Mlliyet Milliyet Blog Milliyet Blog
 
Facebook Connect
Blog Kategorileri
 

23 Ekim '08

 
Kategori
Öykü
 

Hatice nine ve Mustafa Ali

Hatice nine ve Mustafa Ali
 

Bazı öyküler hüzünlü. "Yine hazan mevsimi geldi,yine yapraklar rüzgarların peşi sıra gidecek..."mi?


Balkan savaşlarından itibaren 1930'lara kadar başta Yunanistan olmak üzere Bulgaristan, Arnavutluk ve o zamanki adıyla Yugoslavya'dan bir çok Türk mübadele ile ülkemize gelmişlerdir. Başta Trakya, Marmara ve Ege'yi kendilerine yeni yaşam yerleri edinen soydaşlarımız varlıklarını geldikleri ülkelerde bırakarak Türkiye'de yeni bir düzen ve yeni bir hayata yeniden "Merhaba" demişlerdir. Bu insanlar her türlü geleneksel alışkanlıklarını ve anlayışı Türkiye'ye getirmişler, çalışkanlıkları ile büyük takdir toplayarak birçok alanda öncü ve başarılı olmuşlardır.

Hepsinin anlatacak o kadar çok öyküleri var ki ... bir çoğu da hüzünlü.

Bunlardan birisi de Hatice ninenin öyküsü.

Hatice nereden bilsin ki günün birinde bilmediği ama adını hep duyduğu bu güzel ülkeye gidip, yeni acılar, yeni mutluluklar, yeni bir hayat yaşacağını... Kimse bilemezdi.

Anne ve babası ile bu güzel kente geldiklerinde gencecik bir kızdı. Geldikleri ülkedeki akraba, eş-dost ve arkadaşları şimdi kimbilir neredeydiler?

Mustafa Ali'de ailesi ile birlikte Türkiye'ye göç edenlerdendi.

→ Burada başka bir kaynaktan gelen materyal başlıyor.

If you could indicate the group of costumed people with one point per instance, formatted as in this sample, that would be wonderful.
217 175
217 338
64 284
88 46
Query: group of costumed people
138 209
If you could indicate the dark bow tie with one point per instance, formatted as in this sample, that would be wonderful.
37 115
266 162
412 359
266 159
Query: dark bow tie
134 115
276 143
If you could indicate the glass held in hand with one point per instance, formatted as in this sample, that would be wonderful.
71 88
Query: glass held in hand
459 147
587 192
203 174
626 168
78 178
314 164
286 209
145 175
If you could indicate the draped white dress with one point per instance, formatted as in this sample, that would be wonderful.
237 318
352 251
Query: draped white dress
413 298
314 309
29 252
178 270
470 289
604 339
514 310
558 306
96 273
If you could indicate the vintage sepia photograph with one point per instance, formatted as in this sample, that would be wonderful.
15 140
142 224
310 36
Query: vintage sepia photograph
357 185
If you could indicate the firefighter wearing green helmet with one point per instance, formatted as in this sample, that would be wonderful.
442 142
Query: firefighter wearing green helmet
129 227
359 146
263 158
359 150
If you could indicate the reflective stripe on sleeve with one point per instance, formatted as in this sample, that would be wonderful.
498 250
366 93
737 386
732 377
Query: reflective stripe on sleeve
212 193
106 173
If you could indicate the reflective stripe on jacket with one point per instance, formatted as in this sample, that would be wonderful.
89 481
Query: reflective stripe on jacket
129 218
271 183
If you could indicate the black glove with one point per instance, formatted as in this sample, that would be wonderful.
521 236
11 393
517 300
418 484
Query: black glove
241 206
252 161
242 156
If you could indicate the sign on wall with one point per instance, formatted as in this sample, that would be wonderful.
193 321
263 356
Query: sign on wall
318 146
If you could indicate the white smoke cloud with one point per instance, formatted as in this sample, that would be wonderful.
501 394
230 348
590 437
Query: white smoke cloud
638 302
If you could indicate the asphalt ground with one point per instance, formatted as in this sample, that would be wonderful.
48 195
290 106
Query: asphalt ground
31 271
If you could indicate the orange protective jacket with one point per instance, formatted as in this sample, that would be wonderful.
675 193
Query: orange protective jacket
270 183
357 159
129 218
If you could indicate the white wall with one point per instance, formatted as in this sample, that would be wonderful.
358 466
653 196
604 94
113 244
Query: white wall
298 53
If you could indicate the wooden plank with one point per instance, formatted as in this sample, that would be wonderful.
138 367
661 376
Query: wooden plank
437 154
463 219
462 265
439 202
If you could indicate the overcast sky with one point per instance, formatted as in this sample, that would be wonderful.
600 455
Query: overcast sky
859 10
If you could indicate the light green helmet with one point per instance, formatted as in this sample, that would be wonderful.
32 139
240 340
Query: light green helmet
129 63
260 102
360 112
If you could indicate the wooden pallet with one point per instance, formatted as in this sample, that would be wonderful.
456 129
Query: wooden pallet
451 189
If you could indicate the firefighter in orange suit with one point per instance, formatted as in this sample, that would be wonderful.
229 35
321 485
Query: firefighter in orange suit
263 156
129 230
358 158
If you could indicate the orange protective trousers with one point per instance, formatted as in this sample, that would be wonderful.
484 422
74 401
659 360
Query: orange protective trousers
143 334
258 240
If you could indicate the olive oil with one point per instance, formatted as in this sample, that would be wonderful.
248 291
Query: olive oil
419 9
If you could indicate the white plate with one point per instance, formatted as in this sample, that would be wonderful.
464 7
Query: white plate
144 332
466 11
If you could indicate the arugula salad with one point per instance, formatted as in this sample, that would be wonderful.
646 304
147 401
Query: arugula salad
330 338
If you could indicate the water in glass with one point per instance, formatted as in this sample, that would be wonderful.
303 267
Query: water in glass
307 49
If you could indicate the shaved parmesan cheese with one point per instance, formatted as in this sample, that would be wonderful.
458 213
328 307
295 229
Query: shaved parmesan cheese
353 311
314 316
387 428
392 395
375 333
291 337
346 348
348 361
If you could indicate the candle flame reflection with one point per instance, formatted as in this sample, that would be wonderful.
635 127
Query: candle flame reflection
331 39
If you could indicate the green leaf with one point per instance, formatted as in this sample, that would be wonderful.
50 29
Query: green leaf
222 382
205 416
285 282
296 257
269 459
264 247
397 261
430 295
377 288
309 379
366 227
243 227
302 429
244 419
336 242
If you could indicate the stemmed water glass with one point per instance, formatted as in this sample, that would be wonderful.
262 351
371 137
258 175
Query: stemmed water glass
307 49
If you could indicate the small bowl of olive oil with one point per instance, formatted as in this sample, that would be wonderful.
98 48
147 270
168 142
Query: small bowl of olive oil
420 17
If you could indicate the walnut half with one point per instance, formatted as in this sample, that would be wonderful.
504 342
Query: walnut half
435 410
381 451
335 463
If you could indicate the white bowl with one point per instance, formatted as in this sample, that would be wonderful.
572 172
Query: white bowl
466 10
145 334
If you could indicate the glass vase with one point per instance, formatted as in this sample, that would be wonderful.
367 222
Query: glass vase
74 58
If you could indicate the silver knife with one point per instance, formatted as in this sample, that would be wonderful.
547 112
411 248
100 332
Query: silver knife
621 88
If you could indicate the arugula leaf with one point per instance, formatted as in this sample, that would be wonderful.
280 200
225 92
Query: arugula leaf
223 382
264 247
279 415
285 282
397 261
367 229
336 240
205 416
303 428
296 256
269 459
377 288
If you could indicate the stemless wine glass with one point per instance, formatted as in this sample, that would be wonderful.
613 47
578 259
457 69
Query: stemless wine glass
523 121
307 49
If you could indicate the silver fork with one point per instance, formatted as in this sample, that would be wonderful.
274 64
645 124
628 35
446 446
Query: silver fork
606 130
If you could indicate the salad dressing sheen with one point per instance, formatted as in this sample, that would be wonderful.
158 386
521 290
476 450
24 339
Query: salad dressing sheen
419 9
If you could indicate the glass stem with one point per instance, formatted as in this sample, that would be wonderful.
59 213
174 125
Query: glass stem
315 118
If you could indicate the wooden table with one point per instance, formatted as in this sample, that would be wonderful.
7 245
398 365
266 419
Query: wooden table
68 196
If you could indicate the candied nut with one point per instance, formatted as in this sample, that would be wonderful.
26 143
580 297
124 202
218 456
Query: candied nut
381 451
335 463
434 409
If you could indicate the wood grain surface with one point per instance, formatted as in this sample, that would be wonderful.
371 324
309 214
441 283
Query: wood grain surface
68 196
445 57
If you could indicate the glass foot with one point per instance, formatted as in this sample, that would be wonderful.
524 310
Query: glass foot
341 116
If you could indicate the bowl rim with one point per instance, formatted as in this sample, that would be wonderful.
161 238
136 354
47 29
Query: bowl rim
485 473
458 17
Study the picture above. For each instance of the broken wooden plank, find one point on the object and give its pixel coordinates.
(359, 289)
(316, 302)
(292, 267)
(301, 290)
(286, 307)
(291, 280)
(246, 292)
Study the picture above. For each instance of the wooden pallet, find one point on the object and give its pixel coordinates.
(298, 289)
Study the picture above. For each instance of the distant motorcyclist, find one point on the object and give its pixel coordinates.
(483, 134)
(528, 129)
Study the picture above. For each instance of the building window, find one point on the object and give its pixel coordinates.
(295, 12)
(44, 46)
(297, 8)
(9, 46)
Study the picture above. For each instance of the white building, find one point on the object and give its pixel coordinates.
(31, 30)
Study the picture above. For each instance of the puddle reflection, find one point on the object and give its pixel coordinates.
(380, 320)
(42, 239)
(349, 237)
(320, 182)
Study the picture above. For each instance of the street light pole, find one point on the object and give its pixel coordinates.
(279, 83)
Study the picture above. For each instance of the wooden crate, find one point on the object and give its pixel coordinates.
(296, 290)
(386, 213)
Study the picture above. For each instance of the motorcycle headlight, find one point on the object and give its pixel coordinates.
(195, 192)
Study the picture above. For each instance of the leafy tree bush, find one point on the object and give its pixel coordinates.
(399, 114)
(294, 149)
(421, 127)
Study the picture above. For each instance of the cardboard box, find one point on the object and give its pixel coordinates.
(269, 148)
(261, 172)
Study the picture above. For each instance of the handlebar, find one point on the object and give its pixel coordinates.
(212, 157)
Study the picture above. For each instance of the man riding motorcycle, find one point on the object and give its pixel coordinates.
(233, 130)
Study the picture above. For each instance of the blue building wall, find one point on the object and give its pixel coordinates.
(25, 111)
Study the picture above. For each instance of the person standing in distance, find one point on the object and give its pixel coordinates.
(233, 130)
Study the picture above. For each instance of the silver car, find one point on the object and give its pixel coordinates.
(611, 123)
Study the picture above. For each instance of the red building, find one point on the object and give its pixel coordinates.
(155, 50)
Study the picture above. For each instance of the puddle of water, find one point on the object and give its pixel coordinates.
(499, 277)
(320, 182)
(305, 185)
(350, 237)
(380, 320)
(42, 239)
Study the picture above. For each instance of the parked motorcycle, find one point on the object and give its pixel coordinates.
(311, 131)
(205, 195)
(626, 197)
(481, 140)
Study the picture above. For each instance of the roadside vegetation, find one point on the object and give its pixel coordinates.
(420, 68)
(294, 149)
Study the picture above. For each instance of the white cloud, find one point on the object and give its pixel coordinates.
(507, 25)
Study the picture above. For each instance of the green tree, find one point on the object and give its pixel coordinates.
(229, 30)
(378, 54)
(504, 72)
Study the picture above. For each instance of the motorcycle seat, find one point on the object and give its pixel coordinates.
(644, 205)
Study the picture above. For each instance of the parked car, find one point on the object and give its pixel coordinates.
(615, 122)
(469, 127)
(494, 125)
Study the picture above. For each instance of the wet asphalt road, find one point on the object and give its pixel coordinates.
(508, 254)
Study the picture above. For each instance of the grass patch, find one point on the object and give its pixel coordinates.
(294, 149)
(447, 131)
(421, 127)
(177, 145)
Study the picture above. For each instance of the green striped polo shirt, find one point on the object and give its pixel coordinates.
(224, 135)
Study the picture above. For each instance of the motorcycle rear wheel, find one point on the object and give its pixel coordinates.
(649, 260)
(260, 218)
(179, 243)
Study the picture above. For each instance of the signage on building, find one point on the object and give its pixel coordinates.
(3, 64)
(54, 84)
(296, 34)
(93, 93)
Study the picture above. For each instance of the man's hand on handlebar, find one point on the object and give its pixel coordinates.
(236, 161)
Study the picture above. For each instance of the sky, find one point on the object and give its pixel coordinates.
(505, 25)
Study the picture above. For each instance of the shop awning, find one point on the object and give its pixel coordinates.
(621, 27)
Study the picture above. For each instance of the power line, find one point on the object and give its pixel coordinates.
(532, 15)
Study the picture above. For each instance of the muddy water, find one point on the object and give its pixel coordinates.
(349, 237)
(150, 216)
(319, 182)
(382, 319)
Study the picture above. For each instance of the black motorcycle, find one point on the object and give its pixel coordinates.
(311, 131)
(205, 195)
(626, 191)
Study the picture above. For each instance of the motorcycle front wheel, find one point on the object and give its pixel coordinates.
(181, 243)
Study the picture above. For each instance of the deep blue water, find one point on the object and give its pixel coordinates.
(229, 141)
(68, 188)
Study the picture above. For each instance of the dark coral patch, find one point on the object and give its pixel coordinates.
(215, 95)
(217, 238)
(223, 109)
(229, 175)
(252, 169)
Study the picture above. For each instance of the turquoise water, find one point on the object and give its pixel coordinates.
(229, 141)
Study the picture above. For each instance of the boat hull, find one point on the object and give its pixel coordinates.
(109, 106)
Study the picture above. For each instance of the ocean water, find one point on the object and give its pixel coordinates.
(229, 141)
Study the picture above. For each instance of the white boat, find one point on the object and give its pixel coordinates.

Okumuş, tahsilli bir gençti. Ülkesinde madenlerde çalıştığı için Türkiye'de hemen iş bulmuş, Soma Kömür İşletmesi'nde çalışmaya başlamıştı. Anne-babasını ziyarete gittiği Bursa'da Hatice'yi görmüş ve hemen vurulmuştu.

...

Çok geçmeden evlendiler ve Soma'ya yerleştiler.

Hatice ilk çocuğunu Soma'da dünyaya getirdi. Adını Hasan koydular. Mustafa'nın babasının adıydı. Hasan 3 yaşına geldiğinde Hatice ikizlerine hamileydi. Hayat bir ırmak gibi akıyordu. Ancak...

Bir gün Mustafa'nın madende bir kaza sonucu hayatını kaybettiği haberi gelince dünyaları başına yıkılmıştı Hatice'nin. Henüz 24'ündeydi Hatice. Oğlu Hasan ve doğacak ikizleri ile birlikte Bursa'ya geri döndüler.

Hatice eşinden kalan maaş ve diğer paralarla kendine küçük bir ev aldı. İkizlerine Aycan ve Nurcan adını verecekti. İlkin doğan Nurcan kısa bir süre sonra öldü. Diğeri, Aycan yaşadı.

Hatice, oğlu Hasan ve kızı Aycan'la beraberdi artık.

Hatice çocuklarını büyüttü. Oğlunu askerî okula gönderdi.

...

Bir gün Hasan çocukluk arkadaşı Kemal'i eve davet ettiğinde, Kemal Aycan'ı görür görmez abayı yakmıştı.

...

Ali ve Aycan'ın evliliklerinden Mustafa dünyaya gelmişti. Ailedeki ilk erkek toruna dedenin adının verilmesi en çok Hatice nineyi mutlu etmişti. Bu mutluluğunu hiç bir zaman saklayamadı.

Yıllar yılları kovaladı.

....

Mustafa eğitimini Devlet Konservatuvarı'nda, Ankara'da sürdürecekti. Küçüklüğünden beri müziğe karşı ilgisi vardı. Mustafa'ya güzel bir keman aldı ninesi. Oldukça pahalıydı.

...

İki yıl sonra nine Ankara'ya torununu ziyaret geldi. Torunundan bir kaç gün birlikte olmalarını, bu güzel şehri birlikte gezip dolaşmalarını istedi. Nine yaşlı ve yorgundu. Mustafa olacakları hissetmiş, ninesini son kez göreceği içine doğmuştu. Bir dediğini iki etmedi, elinde avucunda ne varsa harcadı. Gezdiler, yediler, içtiler. Sonra nine Ankara'dan, Mustafa'dan ayrılıp evine döndü. Bir süre sonra da hayata gözlerini yumdu.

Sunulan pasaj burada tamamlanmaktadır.